Wheat weaving class revives Harvest Folk Art


LOCK HAVEN — A wheat weaving class will be held on Saturday, Oct. 19 from 10 a.m. to noon at Ross Library, 232 W. Main St. in Lock Haven.

The class is being offered by Kathryn Romani, an Olde World folk artist from Howard, to keep this traditional harvest folk art alive. No special skills are needed. If you can braid hair, you can weave wheat.

For reservations, call 814-355-4071. The class is open to adults, and children 10 years and up, who must be accompanied by an adult.

Wheat weaving is an ancient folk art that dates back centuries to a time when a person’s survival depended upon the grain harvest. Although the designs vary from country to country, grains universally represent the fertility of the earth. The harvest custom of wheat weaving was believed to bring blessings of prosperity to the farmer and his land. Therefore, the harvest’s last sheaves or best cut of grain was woven into ornate decorations and hung in homes — until next year’s harvest — to honor the Spirit of Mother Earth.

By the 1700s, weaving grains into harvest tokens was widespread throughout Europe and Scandinavia.
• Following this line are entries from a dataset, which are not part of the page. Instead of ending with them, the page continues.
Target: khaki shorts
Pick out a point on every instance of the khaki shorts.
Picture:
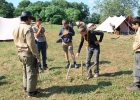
(67, 46)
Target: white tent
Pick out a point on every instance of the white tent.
(7, 26)
(117, 22)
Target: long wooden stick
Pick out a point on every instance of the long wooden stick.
(68, 71)
(90, 68)
(82, 67)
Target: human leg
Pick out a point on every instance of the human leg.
(136, 73)
(70, 47)
(96, 61)
(88, 62)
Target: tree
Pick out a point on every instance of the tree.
(21, 7)
(6, 9)
(60, 3)
(94, 18)
(83, 8)
(52, 13)
(24, 4)
(115, 7)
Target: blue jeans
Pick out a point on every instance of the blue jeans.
(136, 70)
(90, 52)
(41, 46)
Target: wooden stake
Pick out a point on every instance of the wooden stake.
(90, 68)
(68, 71)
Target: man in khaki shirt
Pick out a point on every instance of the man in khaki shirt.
(27, 53)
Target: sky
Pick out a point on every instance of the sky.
(90, 3)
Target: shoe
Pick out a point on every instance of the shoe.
(46, 68)
(33, 94)
(133, 87)
(40, 70)
(76, 66)
(96, 75)
(24, 89)
(67, 65)
(89, 75)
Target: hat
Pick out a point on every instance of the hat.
(26, 14)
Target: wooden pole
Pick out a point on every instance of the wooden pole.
(82, 67)
(68, 71)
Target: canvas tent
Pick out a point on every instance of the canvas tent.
(7, 26)
(121, 22)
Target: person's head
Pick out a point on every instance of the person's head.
(135, 23)
(82, 30)
(38, 21)
(26, 16)
(64, 23)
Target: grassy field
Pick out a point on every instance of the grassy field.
(116, 64)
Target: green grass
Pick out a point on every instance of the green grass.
(116, 64)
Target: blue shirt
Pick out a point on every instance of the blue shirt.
(67, 38)
(40, 38)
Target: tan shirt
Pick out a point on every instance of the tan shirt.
(136, 44)
(24, 39)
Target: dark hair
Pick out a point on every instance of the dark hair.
(38, 19)
(24, 18)
(135, 20)
(82, 28)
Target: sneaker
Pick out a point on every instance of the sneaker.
(67, 65)
(96, 74)
(40, 70)
(133, 87)
(33, 94)
(76, 66)
(89, 75)
(46, 68)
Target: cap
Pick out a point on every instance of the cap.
(27, 13)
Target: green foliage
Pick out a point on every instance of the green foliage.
(6, 9)
(115, 7)
(53, 13)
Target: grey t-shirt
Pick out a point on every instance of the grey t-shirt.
(40, 38)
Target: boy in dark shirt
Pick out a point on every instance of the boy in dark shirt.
(92, 46)
(66, 33)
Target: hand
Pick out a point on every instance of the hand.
(39, 60)
(97, 42)
(77, 55)
(46, 46)
(65, 32)
(40, 27)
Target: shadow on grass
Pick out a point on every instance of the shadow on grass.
(73, 89)
(52, 68)
(1, 78)
(105, 62)
(116, 73)
(101, 62)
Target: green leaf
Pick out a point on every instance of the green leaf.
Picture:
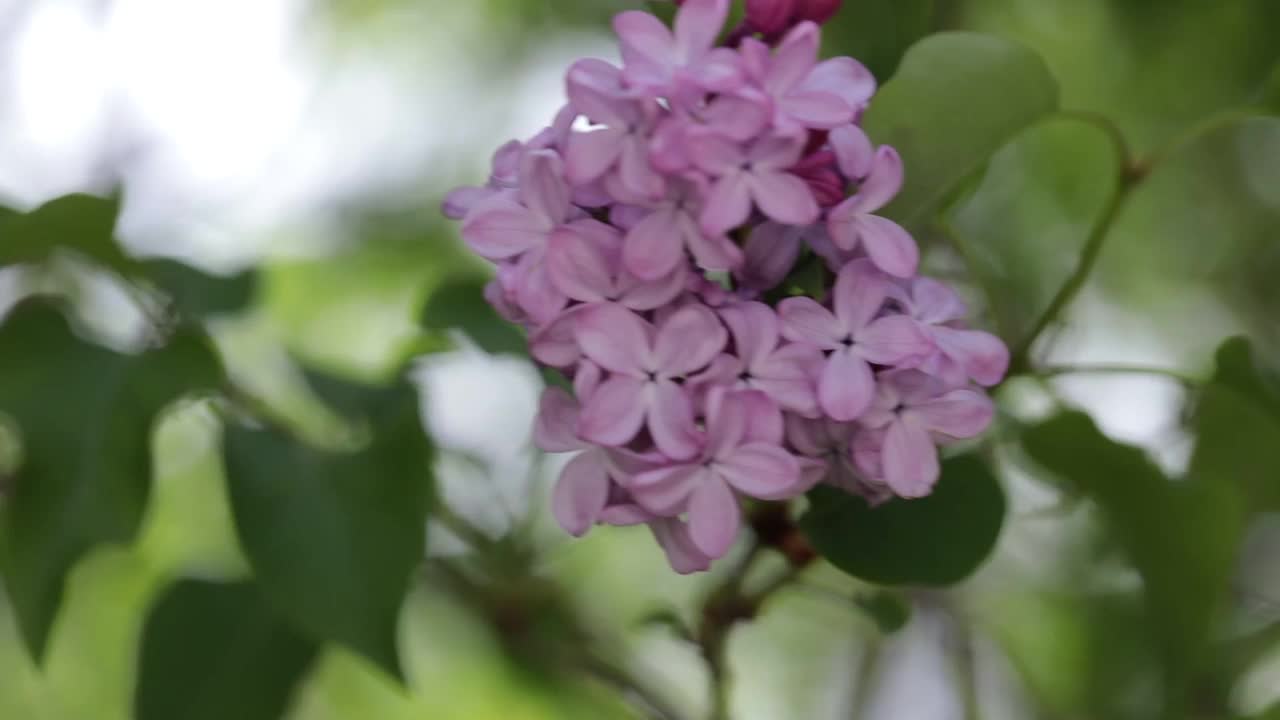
(1050, 183)
(1237, 425)
(460, 304)
(199, 295)
(334, 537)
(933, 541)
(1182, 537)
(86, 224)
(877, 32)
(955, 100)
(85, 417)
(888, 610)
(77, 222)
(218, 652)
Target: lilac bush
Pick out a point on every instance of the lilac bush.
(647, 242)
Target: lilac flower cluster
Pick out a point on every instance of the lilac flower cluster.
(638, 240)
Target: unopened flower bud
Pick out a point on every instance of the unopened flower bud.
(769, 17)
(817, 10)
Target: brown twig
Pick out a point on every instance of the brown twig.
(728, 605)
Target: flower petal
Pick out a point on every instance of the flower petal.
(720, 71)
(636, 173)
(581, 493)
(554, 343)
(892, 340)
(535, 294)
(649, 295)
(671, 420)
(891, 247)
(769, 254)
(854, 151)
(713, 153)
(696, 26)
(777, 151)
(688, 341)
(595, 90)
(615, 413)
(728, 204)
(579, 267)
(615, 338)
(817, 109)
(755, 331)
(739, 117)
(714, 516)
(557, 422)
(845, 387)
(502, 228)
(935, 302)
(666, 490)
(909, 460)
(542, 186)
(794, 59)
(883, 181)
(653, 247)
(711, 253)
(859, 295)
(644, 39)
(784, 197)
(673, 538)
(763, 418)
(983, 355)
(592, 154)
(762, 470)
(804, 320)
(959, 414)
(845, 77)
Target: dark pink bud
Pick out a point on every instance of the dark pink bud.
(817, 10)
(818, 171)
(771, 17)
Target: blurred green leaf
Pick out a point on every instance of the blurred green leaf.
(86, 224)
(85, 417)
(955, 100)
(877, 32)
(77, 222)
(460, 304)
(199, 295)
(1156, 67)
(1182, 537)
(933, 541)
(1237, 425)
(1048, 183)
(888, 610)
(218, 652)
(334, 537)
(1269, 96)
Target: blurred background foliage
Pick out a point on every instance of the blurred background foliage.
(282, 164)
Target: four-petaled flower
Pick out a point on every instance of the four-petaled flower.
(648, 367)
(855, 336)
(741, 452)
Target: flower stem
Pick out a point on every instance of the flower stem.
(639, 693)
(1127, 180)
(1119, 369)
(1130, 173)
(728, 605)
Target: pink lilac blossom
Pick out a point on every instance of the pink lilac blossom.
(698, 245)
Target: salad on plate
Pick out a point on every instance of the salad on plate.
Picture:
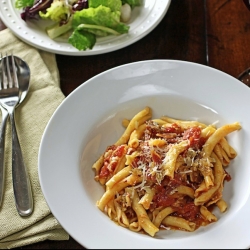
(80, 21)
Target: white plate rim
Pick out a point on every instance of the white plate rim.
(228, 230)
(38, 38)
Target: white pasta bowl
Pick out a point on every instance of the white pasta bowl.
(90, 119)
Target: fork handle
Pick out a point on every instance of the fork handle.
(5, 115)
(21, 182)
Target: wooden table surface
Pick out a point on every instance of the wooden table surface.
(209, 32)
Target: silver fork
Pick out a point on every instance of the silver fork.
(9, 98)
(5, 116)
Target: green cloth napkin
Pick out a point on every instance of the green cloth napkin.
(32, 116)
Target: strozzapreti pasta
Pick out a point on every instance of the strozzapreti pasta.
(165, 173)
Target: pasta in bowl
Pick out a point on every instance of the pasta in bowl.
(89, 123)
(165, 173)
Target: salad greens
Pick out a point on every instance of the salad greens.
(80, 21)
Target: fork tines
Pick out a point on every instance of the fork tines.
(8, 72)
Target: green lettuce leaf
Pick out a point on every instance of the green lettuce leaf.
(114, 5)
(101, 16)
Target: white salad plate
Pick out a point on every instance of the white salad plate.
(143, 20)
(90, 119)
A century later, when Christmas trees became popular, they were also used as tree decorations. This tradition was brought to America by new immigrants, who passed down the techniques to younger generations, especially in the Midwestern grain states.

Today, the ancient art of wheat weaving — like so many other folk arts — is dissipating. It is the mission of K. Romani to revive this, and other Olde World European folk arts, through her seasonal classes offered in our community. Join this class to see how easy it is to create a beautiful wheat weaving and to help keep this folk art alive.